Tudo isso, aliado ao espírito empreendedor da família Magnani, levou a empresa a receber uma premiação conduzida pela Associação Empresarial de Rio do Sul. A Embalagens Magnani foi a grande vencedora na categoria Modelo de Negócios e Destaque em Inovação, na primeira edição do Prêmio de Inovação realizado pela entidade.

 

 

Corrente do bem

O sucesso da Embalagens Magnani passa por muitas mãos, inclusive da dona Maria, que repassa todo o material que recicla para a empresa. Seu Tonico e a aposentada moram em bairros diferentes de Rio do Sul e se conheceram através do trabalho com reciclados. E a parceria deu tão certo, que há quase 10 anos um ajuda o outro.

E como é impossível não se encantar com a história da dona Maria, no bairro em que ela mora todo mundo se solidariza e contribui. “A vizinhança traz o lixo aqui na minha casa, outras vezes eu busco aqui por perto e tem até um grupo de outro bairro que coleta e traz pra mim. Acho que é porque me dou bem com todo mundo”, fala enquanto abre um sorriso. Pelas mãos da aposentada, formou-se uma verdadeira corrente do bem, onde todo mundo se ajuda e contribui com uma cidade mais limpa e um ambiente mais saudável.

 

 

E se cada um fizesse a sua parte?

Estima-se que, anualmente, cerca de 80 milhões de toneladas de lixo são produzidos em todos os cantos do país. Destes, apenas 3% são reciclados e reaproveitados por pessoas como seu Tonico e dona Maria, que enxergam ali nos resíduos, possibilidades de um bom negócio. O restante, geralmente jogado a céu aberto, transforma-se em um problema de saúde pública e afeta também a economia brasileira, que, segundo dados de janeiro de 2017, perde cerca de R$ 120 bilhões por ano em produtos que poderiam ser reciclados.

Em Rio do Sul, cidade com cerca de 70 mil habitantes, a realidade não é diferente. Segundo dados da empresa Say Muller, que realiza a coleta no município, atualmente são recolhidas 1.200 toneladas de resíduos por mês.

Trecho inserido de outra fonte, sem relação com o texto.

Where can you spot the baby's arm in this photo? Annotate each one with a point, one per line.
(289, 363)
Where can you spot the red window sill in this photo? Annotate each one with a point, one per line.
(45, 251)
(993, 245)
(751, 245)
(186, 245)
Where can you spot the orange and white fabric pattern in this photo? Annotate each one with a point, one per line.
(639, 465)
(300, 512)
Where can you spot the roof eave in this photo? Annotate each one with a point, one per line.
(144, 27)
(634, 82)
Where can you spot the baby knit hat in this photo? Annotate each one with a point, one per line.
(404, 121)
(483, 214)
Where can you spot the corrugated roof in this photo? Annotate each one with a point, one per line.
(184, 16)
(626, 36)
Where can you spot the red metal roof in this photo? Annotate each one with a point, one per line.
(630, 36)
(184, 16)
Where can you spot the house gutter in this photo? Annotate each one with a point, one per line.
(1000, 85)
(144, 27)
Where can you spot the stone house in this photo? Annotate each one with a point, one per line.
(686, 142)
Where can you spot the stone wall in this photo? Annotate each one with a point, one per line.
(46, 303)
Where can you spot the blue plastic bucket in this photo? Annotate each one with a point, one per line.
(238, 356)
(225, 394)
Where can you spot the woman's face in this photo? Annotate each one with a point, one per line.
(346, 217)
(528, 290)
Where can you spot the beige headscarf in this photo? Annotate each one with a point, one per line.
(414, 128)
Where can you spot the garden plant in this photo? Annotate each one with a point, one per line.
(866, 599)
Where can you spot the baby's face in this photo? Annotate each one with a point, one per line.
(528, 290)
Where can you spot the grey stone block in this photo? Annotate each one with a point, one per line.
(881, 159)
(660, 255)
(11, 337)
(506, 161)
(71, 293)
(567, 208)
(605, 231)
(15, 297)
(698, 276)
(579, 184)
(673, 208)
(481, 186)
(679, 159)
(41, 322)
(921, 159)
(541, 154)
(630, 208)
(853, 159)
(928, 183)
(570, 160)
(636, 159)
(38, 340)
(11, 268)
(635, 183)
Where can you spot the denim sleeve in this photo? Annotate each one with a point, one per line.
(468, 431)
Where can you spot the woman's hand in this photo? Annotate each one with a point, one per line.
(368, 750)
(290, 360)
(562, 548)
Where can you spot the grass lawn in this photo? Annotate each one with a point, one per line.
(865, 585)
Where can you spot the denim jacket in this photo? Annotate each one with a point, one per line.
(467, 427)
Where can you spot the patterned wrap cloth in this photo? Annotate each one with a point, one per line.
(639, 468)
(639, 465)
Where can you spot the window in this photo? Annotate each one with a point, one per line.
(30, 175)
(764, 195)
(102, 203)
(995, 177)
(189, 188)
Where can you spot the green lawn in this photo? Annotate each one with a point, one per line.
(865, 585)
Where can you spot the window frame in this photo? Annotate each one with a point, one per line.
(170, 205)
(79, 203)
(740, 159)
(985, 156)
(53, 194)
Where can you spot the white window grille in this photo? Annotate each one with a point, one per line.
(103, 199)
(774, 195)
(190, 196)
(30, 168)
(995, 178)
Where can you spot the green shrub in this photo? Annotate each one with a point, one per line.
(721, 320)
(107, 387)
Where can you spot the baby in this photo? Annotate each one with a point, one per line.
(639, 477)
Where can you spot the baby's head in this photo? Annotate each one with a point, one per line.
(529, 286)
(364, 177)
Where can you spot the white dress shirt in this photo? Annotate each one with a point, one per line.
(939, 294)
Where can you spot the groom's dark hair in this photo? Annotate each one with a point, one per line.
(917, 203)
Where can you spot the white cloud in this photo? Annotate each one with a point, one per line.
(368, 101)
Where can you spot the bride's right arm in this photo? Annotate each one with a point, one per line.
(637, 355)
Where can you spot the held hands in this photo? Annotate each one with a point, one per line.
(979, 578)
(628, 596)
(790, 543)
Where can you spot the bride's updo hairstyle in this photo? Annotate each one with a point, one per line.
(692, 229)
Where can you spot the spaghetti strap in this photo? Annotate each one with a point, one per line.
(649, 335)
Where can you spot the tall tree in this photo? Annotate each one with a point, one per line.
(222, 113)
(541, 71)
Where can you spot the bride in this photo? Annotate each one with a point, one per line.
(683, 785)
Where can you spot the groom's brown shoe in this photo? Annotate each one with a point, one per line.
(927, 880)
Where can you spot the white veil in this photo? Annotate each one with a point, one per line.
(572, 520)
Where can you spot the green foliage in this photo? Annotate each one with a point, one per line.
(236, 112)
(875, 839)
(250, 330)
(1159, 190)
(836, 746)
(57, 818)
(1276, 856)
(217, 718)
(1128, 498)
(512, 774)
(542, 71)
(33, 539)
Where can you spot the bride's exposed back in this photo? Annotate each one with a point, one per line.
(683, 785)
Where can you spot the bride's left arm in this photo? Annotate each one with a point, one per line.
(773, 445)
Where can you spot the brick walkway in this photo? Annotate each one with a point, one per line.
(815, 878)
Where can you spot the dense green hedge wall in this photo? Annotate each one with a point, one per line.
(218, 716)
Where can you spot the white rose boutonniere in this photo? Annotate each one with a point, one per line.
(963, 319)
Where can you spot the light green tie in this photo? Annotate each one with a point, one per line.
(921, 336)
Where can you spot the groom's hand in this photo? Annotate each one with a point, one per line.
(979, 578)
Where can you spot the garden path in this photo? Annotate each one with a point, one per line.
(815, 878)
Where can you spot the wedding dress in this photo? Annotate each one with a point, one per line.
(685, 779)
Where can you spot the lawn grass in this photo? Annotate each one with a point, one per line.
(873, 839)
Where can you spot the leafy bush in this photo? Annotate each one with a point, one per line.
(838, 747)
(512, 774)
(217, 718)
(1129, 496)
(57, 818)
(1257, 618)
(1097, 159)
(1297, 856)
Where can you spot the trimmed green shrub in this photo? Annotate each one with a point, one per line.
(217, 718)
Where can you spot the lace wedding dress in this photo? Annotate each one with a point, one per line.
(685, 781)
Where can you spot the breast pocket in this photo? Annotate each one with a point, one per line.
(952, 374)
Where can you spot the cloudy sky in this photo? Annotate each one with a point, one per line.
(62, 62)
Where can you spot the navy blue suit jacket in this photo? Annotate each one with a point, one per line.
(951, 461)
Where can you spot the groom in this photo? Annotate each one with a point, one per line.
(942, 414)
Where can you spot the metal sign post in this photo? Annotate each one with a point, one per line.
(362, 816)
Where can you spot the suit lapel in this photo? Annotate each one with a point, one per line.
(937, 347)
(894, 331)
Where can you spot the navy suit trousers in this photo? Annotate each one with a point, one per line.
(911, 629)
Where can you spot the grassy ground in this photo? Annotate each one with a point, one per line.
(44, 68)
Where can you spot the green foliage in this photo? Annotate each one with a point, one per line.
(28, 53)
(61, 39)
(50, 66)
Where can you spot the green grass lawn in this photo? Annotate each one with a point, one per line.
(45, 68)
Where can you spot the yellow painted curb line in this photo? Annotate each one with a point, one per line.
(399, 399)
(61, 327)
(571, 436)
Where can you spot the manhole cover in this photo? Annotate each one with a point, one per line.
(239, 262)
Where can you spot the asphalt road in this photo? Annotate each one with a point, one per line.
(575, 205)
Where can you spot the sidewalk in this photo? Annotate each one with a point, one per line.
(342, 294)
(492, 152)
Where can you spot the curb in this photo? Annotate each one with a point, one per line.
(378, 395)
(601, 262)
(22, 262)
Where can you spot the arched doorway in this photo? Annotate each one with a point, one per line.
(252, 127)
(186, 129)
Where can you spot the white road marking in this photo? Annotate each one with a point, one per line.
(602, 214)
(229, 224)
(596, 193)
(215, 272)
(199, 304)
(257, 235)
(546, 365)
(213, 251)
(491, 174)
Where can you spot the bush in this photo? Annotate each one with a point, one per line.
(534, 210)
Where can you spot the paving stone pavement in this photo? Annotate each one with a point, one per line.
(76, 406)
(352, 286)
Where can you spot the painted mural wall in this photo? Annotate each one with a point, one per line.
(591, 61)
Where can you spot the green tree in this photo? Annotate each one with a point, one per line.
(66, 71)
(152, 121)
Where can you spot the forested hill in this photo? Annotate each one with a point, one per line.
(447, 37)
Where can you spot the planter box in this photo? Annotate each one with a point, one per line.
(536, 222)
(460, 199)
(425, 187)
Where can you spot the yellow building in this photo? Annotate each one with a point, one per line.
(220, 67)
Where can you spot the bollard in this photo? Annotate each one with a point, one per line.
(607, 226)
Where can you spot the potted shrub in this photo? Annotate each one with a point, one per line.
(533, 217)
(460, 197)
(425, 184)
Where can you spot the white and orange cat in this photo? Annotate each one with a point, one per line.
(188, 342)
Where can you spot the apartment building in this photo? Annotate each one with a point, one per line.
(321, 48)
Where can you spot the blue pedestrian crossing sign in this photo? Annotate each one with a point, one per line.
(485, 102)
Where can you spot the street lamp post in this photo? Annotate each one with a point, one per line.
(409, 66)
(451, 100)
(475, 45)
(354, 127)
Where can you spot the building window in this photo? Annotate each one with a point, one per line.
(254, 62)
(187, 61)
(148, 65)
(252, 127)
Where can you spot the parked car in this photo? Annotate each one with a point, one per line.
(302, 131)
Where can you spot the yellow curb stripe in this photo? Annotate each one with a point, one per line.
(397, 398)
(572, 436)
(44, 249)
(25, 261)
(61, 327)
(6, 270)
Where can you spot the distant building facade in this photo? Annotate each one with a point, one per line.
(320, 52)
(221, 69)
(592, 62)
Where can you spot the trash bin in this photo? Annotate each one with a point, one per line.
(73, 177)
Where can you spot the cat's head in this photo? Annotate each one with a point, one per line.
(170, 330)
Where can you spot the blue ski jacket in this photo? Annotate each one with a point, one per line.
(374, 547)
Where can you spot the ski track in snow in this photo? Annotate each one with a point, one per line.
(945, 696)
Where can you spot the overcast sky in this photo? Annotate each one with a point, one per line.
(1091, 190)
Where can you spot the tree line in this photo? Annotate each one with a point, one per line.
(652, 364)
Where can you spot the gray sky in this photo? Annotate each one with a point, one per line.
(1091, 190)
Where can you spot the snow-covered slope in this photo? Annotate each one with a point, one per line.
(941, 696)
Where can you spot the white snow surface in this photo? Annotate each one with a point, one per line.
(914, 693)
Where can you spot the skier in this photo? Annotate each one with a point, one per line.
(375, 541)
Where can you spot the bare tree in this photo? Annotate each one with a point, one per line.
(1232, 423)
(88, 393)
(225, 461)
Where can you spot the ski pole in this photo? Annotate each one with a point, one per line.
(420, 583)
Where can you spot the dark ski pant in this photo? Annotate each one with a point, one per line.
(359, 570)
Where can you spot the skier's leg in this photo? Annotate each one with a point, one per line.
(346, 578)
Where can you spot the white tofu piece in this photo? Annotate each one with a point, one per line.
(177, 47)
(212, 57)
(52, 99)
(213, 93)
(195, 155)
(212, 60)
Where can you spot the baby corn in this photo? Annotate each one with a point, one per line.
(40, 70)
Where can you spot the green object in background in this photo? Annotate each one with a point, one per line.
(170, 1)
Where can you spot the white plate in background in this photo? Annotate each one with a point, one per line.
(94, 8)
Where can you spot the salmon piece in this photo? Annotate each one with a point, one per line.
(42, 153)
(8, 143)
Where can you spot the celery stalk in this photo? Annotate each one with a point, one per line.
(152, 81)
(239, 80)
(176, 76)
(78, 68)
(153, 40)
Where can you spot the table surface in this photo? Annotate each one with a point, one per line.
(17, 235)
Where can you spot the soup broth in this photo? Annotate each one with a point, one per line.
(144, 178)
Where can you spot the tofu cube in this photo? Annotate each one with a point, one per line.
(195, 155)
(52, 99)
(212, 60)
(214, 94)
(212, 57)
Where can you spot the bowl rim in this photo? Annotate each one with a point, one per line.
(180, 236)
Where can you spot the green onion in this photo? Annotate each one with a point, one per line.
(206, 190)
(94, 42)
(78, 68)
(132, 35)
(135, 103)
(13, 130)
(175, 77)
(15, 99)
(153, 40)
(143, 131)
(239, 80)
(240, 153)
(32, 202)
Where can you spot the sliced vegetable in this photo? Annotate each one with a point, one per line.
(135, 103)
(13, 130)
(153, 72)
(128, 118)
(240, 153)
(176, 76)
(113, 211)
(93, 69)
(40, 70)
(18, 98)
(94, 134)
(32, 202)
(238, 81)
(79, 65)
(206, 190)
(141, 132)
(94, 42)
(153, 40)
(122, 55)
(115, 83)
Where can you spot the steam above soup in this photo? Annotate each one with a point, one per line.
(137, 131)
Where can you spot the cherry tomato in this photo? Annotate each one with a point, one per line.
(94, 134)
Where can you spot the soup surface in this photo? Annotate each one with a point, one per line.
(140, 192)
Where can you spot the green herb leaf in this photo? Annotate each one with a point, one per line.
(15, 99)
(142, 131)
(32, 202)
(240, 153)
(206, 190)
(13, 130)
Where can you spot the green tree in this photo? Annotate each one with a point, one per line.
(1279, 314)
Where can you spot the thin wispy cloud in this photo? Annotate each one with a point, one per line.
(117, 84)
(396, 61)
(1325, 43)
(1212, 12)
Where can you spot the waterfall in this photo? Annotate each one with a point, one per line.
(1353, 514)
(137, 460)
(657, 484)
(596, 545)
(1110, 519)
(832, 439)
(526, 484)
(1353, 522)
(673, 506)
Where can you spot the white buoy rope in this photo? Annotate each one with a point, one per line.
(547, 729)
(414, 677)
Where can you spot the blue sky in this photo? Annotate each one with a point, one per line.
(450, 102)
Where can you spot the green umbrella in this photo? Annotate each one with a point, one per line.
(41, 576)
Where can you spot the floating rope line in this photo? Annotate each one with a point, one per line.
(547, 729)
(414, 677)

Todo esse material é destinado ao aterro sanitário, que fica em Otacílio Costa.

Mesmo com o crescimento da coleta seletiva, de todo o lixo produzido em Rio do Sul apenas cerca de 50 toneladas mês são destinadas para as reciclagens dentro do município. O número é extremamente baixo, mas a empresa trabalha com a meta de chegar a 30% do volume total recolhido por mês. Algo que só será atingido com o apoio do poder público e conscientização da população, que ainda é resistente quando ao assunto é a reciclagem.

“As pessoas acham que o lixo termina ali, onde é depositado para o caminhão pegar. A realidade está muito além disso e só depende de cada um de nós para mudar”, finaliza seu Tonico ao explicar as oportunidades que os resíduos escondem. Segundo ele, quando você recicla você muda o mundo. Diminui o volume dos aterros e, materiais que levam séculos para se decompor na natureza, são reaproveitados. O meio ambiente fica mais limpo e o ar mais puro. Quando você recicla você economiza e ajuda pessoas como dona Maria, que colabora com a Embalagens Magnani, que gera emprego, renda e contribui com a economia de um Brasil que pode ser cada vez melhor.